Tag Archives: music

ME and AC/DC

In 2012, on a blogging group (blogster? multiply?) we were challenged to pick our favourite music performer/group, and use their titles to reveal something about ourselves. This is that post, revived…

Are you male or female: GIRL’S GOT RHYTHM

Describe yourself: PROBLEM CHILD

How do you feel: SHOT DOWN IN FLAMES

Describe where you currently live:  SIN CITY

If you could go anywhere, where would you go: HELL AIN’T A BAD PLACE TO BE

Your favourite form of transportation: HIGHWAY TO HELL

Your best friend is: RIFF RAFF

Your favourite colour is: BACK IN BLACK

What’s the weather like: THUNDERSTRUCK

Favourite time of day: You Shook Me ALL NIGHT LONG

If your life was a tv. show: SHOW BUSINESS

What is life to you: FLING THING

Your current relationship: DOG EAT DOG



Wouldn’t mind: LET’S GET IT UP

Your fear: T.N.T.

What is the best advice you have to give: ROCK AND ROLL AIN’T NOISE POLLUTION

If you could change your name you would change it to: WHOLE LOTTA ROSIE

Thought for the day: MONEY TALKS

How would you like to die: SHOT DOWN IN FLAMES or FLICK OF THE SWITCH


Sister, Let the band play on?

Daily Prompt: We Got the Beat.

Well, I guess I could pretend I was in a band – we never performed on stage, or in public at all, but we practised. Boy, did we practise – regularly together, almost daily. The number of band members ebbed and flowed according to the tides of commitments elsewhere, but generally there would be up to twelve – or as low as three – in the practice cells of the convent music block.
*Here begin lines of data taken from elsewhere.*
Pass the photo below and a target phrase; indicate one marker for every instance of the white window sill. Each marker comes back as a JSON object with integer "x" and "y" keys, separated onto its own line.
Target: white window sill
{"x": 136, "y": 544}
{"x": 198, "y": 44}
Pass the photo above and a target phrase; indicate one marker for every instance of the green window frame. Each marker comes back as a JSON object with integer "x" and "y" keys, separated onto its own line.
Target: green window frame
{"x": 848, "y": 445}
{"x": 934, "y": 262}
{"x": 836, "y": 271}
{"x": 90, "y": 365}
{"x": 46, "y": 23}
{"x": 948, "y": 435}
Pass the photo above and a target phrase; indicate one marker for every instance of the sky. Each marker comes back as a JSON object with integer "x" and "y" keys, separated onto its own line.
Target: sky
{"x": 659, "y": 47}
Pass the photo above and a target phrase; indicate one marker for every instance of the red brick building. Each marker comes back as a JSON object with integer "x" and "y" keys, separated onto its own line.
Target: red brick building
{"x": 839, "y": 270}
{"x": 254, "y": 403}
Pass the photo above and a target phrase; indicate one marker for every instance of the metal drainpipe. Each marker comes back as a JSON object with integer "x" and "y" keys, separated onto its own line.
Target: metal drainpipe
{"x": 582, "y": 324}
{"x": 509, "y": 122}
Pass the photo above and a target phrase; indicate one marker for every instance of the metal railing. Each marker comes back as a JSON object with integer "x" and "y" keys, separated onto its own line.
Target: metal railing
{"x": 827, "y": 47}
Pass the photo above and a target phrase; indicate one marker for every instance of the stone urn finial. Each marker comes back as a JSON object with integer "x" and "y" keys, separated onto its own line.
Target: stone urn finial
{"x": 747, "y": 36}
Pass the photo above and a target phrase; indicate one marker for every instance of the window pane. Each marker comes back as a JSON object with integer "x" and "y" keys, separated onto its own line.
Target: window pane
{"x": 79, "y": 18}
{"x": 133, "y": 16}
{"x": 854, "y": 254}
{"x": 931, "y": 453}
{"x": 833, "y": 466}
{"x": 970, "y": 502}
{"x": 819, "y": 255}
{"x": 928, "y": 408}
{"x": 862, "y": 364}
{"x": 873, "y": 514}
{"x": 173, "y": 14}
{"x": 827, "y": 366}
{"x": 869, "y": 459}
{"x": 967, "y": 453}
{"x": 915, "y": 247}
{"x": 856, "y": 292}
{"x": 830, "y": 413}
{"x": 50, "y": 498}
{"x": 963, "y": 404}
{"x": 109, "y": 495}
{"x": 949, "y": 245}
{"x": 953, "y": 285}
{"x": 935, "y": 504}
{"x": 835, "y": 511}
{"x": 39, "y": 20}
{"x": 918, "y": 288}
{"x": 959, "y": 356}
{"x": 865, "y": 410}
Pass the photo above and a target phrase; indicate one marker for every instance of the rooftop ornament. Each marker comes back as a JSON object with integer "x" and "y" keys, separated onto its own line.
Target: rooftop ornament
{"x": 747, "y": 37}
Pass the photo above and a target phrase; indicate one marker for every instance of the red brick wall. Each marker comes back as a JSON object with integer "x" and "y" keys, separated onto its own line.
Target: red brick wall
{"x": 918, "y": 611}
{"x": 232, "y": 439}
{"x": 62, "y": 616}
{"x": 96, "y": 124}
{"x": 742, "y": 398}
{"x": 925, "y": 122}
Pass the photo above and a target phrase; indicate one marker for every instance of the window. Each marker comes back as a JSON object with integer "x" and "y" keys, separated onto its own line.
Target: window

Yeh, we were all students at a convent, learning violin, piano, or flute. And all girls, from twelve to sixteen. Most were also school pupils, boarding at the convent, though there were a few “day girls”, or one or two who attended a state school and came to ours only for music lessons.

A little context, time-wise, may help here. Think early sixties, in a rural town whose radio station’s manager filtered what new releases would air to suit the tweed jacket and twin-set and pearls agricultural big spenders who’d come into town once a week to buy up supplies. So no Dylan, no Stones, no rock. And no radio at all in the dormitories. And one black and white television on which we watched a weekly documentary under the watchful eye of a nun, who’d avidly watch the screen while clicking her knitting needles. Anything to do with reproduction of animals, and “Off! Early night, girls.”

Back to the practice cells – and I mean cells. Each was off a central corridor that ran from the top of the flight of stairs to the two teaching rooms at the far end. The cells were only just sized to accommodate an upright piano, a chair, and a music stand. The windows were small panes of patterned glass, set in steel frames. Only the top one opened, and that so high you used a pulley to haul on the cord which turned the screw-rod – designed to forbid looking out. Not a note or a squeak left any cell, for all four walls were lined with pinex for sound proofing, as was the inside of the door. From the corridor, they showed their beautiful rimu panelling. From inside, they added to the grim feeling of the cell.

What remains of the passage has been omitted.